Anyone importing Indonesian palm essential oil have to prove that it meets certain environmental and community standards.

The agreement was signed in 2018 and approved by the Swiss parliament in 2019, but opponents were especially critical of Bern's proceed to reduce palm oil import duties and secured a public vote on the deal.

Palm oil is an integral ingredient in a variety of products from meals to cosmetics, nonetheless it is definitely controversial.

Environmentalists say it again drives deforestation, with huge swathes of rainforest logged in recent decades to create way for plantations.

BEARS, TIGERS AND ORANGUTANS

The offer contains exceptions for agricultural products, notably to safeguard Switzerland's sunflower and rapeseed oil production.

For palm oil, customs duties will never be removed but instead lowered by between 20 and 40 per cent, on a volume limited by 12,500 tonnes each year.
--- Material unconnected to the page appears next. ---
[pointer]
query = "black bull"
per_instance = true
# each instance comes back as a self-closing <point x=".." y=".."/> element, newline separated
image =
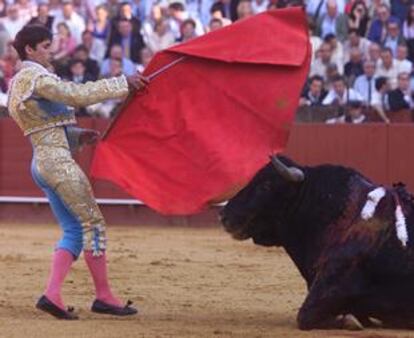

Campaign posters backing the deal showed a Swiss bear hugging an Indonesian tiger to symbolise the partnership, while those against showed a great orangutan and baby clinging to a good tree trunk, surrounded by flames.

The agreement aims to improve ties with Indonesia, which despite its population is merely Switzerland's 44th biggest economic partner and 16th biggest export market in Asia.

In 2020, Swiss exports to Indonesia amounted to simply just 498 million Swiss francs (US$540 million).

Switzerland can be an export-led market, drawing almost 1 / 2 its national money from abroad.

Indonesia is an evergrowing economy with an extremely affluent middle class, offering considerable prospect of Swiss firms.

Switzerland's government urged a yes vote and President Dude Parmelin had insisted that without the arrangement Swiss companies could have been at a disadvantage, noting that europe is negotiating a deal with Jakarta.

RETHINK ON FUTURE DEALS

Swissmem, the national association representing the engineering market, said the offer would "considerably simplicity Swiss companies' usage of this promising market".

It was the first time that Swiss voters have directly had their say on a free of charge trade agreement.

Organic and natural winegrower Willy Cretegny, who spearheaded the campaign for a vote, told broadcaster RTS he had not been disappointed by the defeat because "the debate on the principle of free trade" was now wide open.

Green lawmaker Leonore Porchet explained her party would campaign hard against another deal in the pipeline, with South America's Mercosur trade bloc.

Lawmaker Fabio Regazzi, who exactly headed a cross-get together yes campaign, said the tight final result was sobering.

In potential, pro-trade deal moves would need to "become more sensitive" to environmental issues and working hard conditions, he told ATS news agency.